1. Refer to CREATE ASYNC MATERIALIZED VIEW

2. New Attribute

  • use_for_rewrite:: Indicates whether this materialized view participates in transparent rewriting. If set to false, it does not participate in transparent rewriting; the default is true. In data modeling scenarios, if the materialized view is only used for direct queries, this attribute can be set for the materialized view to prevent it from participating in transparent rewriting, thereby improving query response speed.

3. Partitioned Materialized Views

When creating a partitioned materialized view, only the date_trunc function and constants are allowed for expressions referencing the partition field.
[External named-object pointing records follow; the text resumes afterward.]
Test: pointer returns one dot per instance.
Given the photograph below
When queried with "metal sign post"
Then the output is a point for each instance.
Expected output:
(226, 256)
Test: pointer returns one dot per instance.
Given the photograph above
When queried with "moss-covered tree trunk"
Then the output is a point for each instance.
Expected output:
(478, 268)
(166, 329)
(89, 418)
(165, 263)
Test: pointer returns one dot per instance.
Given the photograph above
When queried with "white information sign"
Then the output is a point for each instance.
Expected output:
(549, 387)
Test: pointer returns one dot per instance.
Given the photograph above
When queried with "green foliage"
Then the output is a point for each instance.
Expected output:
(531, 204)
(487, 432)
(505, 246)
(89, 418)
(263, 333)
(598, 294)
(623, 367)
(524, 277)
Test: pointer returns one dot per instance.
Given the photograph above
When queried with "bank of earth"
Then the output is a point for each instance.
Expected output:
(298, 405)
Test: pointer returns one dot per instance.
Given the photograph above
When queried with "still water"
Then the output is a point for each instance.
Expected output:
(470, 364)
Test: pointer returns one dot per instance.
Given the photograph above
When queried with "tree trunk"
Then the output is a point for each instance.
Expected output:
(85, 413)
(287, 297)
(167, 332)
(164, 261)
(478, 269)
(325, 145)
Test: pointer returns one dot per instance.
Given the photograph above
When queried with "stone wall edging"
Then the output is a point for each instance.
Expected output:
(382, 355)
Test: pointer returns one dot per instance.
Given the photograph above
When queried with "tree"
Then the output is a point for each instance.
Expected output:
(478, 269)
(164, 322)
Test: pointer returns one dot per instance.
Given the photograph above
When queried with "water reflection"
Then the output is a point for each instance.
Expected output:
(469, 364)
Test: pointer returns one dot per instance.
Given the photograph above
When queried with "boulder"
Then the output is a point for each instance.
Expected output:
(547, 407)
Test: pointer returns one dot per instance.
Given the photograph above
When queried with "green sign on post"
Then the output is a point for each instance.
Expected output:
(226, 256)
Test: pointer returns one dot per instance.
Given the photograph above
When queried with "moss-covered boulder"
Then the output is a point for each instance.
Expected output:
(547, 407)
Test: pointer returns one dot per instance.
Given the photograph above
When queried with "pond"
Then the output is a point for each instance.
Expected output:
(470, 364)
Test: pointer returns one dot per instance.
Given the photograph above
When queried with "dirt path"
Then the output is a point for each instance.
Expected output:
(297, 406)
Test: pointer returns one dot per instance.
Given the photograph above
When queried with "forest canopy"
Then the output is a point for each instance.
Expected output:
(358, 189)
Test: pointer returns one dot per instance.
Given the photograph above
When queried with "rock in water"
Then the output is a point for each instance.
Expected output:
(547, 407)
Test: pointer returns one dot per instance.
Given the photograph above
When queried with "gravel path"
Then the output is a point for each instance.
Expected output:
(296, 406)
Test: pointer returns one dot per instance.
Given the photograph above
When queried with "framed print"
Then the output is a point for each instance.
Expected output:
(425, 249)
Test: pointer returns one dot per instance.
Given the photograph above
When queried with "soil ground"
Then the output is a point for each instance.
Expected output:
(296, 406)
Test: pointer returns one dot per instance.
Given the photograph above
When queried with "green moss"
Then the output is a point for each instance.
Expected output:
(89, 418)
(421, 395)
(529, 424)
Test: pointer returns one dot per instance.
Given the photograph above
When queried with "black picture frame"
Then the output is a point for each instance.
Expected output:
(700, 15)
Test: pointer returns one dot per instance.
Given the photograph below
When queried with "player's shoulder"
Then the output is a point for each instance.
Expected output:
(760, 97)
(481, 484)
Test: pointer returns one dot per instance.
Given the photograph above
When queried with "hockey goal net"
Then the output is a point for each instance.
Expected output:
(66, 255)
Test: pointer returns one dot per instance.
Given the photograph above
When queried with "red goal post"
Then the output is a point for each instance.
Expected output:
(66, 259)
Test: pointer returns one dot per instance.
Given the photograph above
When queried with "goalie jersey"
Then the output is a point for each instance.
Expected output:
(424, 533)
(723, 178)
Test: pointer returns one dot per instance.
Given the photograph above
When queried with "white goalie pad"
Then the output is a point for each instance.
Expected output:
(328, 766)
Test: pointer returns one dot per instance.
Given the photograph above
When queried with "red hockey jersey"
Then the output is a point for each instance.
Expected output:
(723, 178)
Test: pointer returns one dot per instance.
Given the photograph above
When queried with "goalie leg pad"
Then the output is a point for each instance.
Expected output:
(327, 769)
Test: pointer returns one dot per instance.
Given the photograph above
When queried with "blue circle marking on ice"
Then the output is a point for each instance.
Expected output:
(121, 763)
The following statement meets the requirements:

The column referenced by the partition field only uses the date_trunc function.

CREATE MATERIALIZED VIEW mv_1 BUILD IMMEDIATE REFRESH AUTO ON MANUAL     
PARTITION BY (date_alias)
DISTRIBUTED BY RANDOM BUCKETS 2
PROPERTIES ('replication_num' = '1')
AS
SELECT
l_linestatus,
date_trunc(o_orderdate) AS date_alias,
o_shippriority
FROM
orders
LEFT JOIN lineitem ON l_orderkey = o_orderkey;

The following example cannot create a partitioned materialized view because the expression referencing the partition field uses the to_date function:

CREATE MATERIALIZED VIEW mv_1 BUILD IMMEDIATE REFRESH AUTO ON MANUAL     
PARTITION BY (date_alias)
DISTRIBUTED BY RANDOM BUCKETS 2
PROPERTIES ('replication_num' = '1')
AS
SELECT
l_linestatus,
to_date(o_orderdate) AS date_alias,
o_shippriority
FROM
orders
LEFT JOIN lineitem ON l_orderkey = o_orderkey;

2 Alter Materialized View

Refer to ALTER ASYNC MATERIALIZED VIEW

3 Drop Materialized View

Refer to DROP ASYNC MATERIALIZED VIEW

4 Refresh Materialized View

Refer to REFRESH MATERIALIZED VIEW

5 Pause Materialized View

Refer to PAUSE MATERIALIZED VIEW

6 Resume Materialized View

Refer to RESUME MATERIALIZED VIEW

7 Cancel Refresh Task

Refer to CANCEL MATERIALIZED VIEW TASK

Metadata Querying

Permission

  • Create Materialized View: requires permission to create materialized views (similar to creating tables) and execute the underlying SELECT query (similar to SELECT permission).

  • Delete Materialized View: requires permission to delete materialized views (similar to deleting tables).

  • Alter Materialized View: requires permission to modify materialized views (similar to modifying tables).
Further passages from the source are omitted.